Let's say we have this example data:

  • sample1_lane1.fq
  • sample1_lane2.fq
  • sample2_lane1.fq
  • sample2_lane2.fq

1. Run all core steps per-lane once

At the basic level, all pre-processing steps are meant to be performed per-lane. Assuming that you received one FASTQ file per lane of sequence data, just run each file through each pre-processing step individually: map & dedup -> realign -> recal.

The example data becomes:

  • sample1_lane1.dedup.realn.recal.bam
  • sample1_lane2.dedup.realn.recal.bam
  • sample2_lane1.dedup.realn.recal.bam
  • sample2_lane2.dedup.realn.recal.bam

2. Merge lanes per sample

Once you have pre-processed each lane individually, you merge lanes belonging to the same sample into a single BAM file.

The example data becomes:

  • sample1.merged.bam
  • sample2.merged.bam

3. Per-sample refinement

You can increase the quality of your results by performing an extra round of dedupping and realignment, this time at the sample level. It is not absolutely required and will increase your computational costs, so it's up to you to decide whether you want to do it on your data, but that's how we do it internally at Broad.

The example data becomes:

  • sample1.merged.dedup.realn.bam
  • sample2.merged.dedup.realn.bam

This gets you two big wins:

  • Dedupping per-sample eliminates PCR duplicates across all lanes in addition to optical duplicates (which are by definition only per-lane)
  • Realigning per-sample means that you will have consistent alignments across all lanes within a sample.

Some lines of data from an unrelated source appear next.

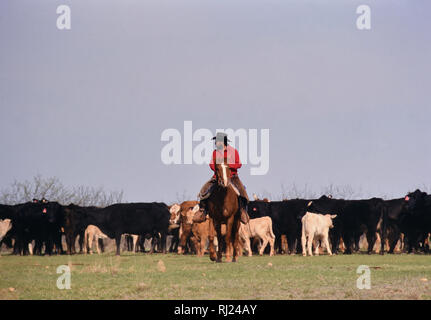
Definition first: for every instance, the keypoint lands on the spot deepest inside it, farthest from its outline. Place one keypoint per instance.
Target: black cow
(353, 218)
(134, 218)
(396, 218)
(286, 219)
(417, 222)
(38, 221)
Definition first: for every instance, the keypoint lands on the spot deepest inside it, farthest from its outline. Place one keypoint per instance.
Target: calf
(315, 227)
(354, 216)
(258, 228)
(92, 233)
(183, 215)
(286, 218)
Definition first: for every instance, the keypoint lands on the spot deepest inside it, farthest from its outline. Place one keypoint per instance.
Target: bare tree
(52, 189)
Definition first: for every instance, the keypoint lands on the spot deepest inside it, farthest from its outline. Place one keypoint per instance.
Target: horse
(223, 208)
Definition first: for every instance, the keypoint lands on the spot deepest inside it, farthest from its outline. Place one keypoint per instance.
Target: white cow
(315, 227)
(92, 233)
(134, 239)
(260, 228)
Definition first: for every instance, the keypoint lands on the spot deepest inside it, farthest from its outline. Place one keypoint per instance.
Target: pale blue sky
(343, 106)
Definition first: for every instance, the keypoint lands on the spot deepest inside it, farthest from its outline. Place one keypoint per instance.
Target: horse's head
(222, 172)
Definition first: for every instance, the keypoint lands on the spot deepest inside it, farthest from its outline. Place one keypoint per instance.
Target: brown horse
(223, 208)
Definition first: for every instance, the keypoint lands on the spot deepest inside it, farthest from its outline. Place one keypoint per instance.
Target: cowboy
(223, 150)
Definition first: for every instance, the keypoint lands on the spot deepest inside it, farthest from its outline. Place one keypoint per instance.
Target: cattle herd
(288, 226)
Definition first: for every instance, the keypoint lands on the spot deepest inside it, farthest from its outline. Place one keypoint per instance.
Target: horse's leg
(235, 236)
(211, 233)
(217, 227)
(228, 239)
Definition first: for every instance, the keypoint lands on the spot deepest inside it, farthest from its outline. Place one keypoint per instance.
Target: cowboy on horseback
(223, 150)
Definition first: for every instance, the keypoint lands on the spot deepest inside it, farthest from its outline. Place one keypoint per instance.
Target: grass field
(144, 276)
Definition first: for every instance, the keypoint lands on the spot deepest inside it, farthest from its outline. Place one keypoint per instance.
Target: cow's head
(258, 209)
(188, 210)
(175, 213)
(190, 213)
(415, 199)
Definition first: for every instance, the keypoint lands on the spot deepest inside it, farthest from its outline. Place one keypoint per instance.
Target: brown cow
(182, 214)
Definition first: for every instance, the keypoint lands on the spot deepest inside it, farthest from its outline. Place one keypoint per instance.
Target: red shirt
(232, 156)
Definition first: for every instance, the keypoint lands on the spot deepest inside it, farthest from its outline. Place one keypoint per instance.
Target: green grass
(140, 276)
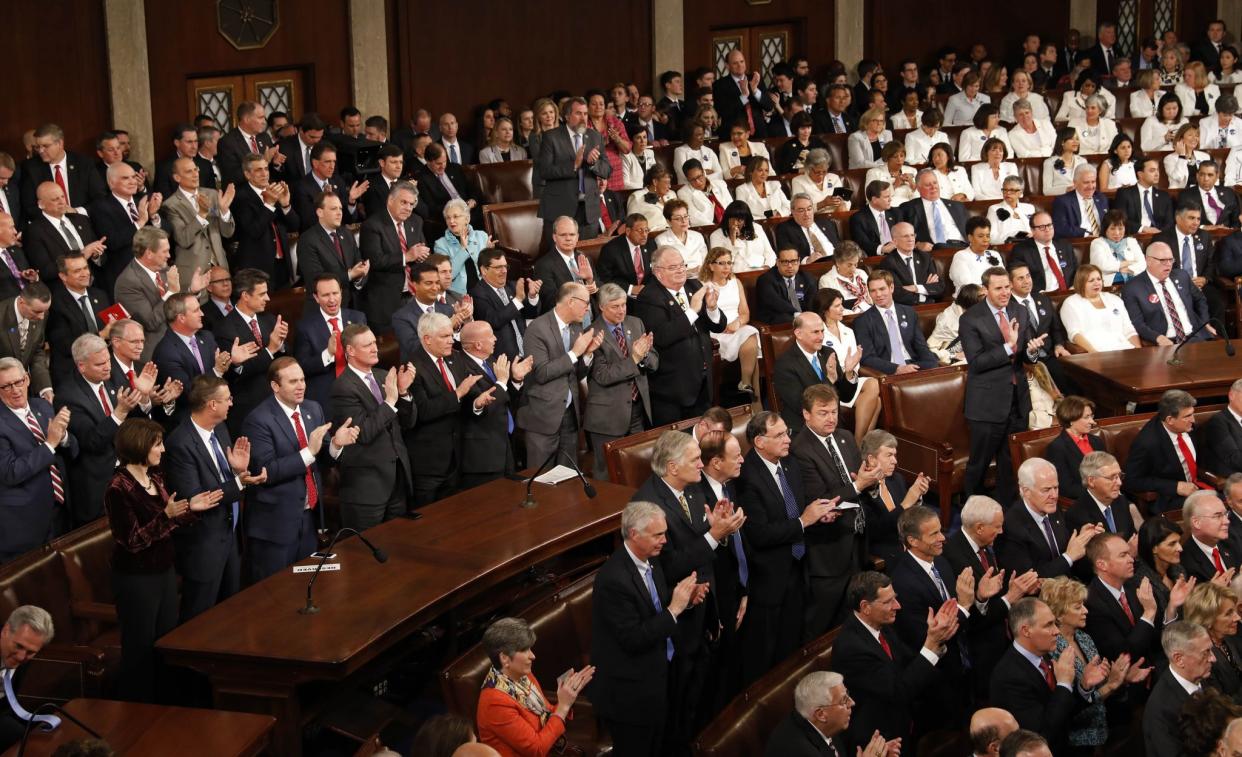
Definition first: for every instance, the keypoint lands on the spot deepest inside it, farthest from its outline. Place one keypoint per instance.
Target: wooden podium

People often ask also if it's worth the trouble to try realigning across all samples in a cohort. The answer is almost always no, unless you have very shallow coverage. The problem is that while it would be lovely to ensure consistent alignments around indels across all samples, the computational cost gets too ridiculous too fast. That being said, for contrastive calling projects -- such as cancer tumor/normals -- we do recommend realigning both the tumor and the normal together in general to avoid slight alignment differences between the two tissue types.

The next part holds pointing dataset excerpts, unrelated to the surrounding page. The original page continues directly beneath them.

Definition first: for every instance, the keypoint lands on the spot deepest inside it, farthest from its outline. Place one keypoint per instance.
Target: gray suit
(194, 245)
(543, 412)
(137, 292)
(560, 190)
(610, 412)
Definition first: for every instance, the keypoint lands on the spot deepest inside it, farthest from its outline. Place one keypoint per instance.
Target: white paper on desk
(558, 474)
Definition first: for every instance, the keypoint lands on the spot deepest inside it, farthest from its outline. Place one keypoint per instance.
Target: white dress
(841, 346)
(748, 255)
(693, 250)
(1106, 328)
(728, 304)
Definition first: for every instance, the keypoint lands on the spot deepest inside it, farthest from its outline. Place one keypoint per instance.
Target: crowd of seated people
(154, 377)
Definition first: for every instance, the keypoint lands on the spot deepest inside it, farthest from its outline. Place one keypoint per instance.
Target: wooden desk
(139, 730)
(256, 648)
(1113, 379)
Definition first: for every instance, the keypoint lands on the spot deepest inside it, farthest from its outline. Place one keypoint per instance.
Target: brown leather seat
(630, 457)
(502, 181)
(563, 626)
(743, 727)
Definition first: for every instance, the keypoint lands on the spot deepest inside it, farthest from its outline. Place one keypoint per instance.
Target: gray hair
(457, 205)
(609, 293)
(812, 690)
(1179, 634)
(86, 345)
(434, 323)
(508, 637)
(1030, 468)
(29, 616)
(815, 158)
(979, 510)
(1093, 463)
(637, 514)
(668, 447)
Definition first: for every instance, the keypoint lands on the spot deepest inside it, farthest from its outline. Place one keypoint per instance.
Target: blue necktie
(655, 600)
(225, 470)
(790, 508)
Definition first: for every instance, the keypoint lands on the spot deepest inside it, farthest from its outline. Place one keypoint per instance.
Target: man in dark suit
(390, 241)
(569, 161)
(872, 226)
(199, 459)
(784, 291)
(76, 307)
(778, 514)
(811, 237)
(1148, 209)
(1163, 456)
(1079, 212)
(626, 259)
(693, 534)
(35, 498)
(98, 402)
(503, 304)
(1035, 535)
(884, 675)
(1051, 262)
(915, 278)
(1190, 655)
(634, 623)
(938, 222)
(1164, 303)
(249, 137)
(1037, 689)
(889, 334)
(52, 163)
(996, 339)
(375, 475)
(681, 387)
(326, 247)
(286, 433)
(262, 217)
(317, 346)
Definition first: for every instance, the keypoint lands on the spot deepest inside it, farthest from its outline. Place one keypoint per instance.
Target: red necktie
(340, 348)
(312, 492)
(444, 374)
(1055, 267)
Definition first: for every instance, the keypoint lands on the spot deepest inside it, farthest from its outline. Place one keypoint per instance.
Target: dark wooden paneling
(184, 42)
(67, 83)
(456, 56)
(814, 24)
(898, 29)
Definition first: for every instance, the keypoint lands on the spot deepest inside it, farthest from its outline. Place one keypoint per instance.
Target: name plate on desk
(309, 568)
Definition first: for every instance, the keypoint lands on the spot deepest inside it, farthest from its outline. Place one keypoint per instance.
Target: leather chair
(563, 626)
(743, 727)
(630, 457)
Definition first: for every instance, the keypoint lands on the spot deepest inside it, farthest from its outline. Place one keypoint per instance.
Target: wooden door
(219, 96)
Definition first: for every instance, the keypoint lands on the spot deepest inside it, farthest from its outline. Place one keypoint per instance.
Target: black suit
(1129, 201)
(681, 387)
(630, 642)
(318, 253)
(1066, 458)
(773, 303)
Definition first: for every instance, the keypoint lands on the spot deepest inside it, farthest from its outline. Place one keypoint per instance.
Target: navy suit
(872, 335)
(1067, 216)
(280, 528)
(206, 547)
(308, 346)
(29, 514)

Finally, why not do base recalibration across lanes or across samples? Well, by definition there is no sense in trying to recalibrate across lanes, since the purpose of this processing step is to compensate for the errors made by the machine during sequencing, and the lane is the base unit of the sequencing machine. That said, don't worry if you find yourself needing to recalibrate a BAM file with the lanes already merged -- the GATK's BaseRecalibrator is read group-aware, which means that it will identify separate lanes as such even if they are in the same BAM file, and it will always process them separately.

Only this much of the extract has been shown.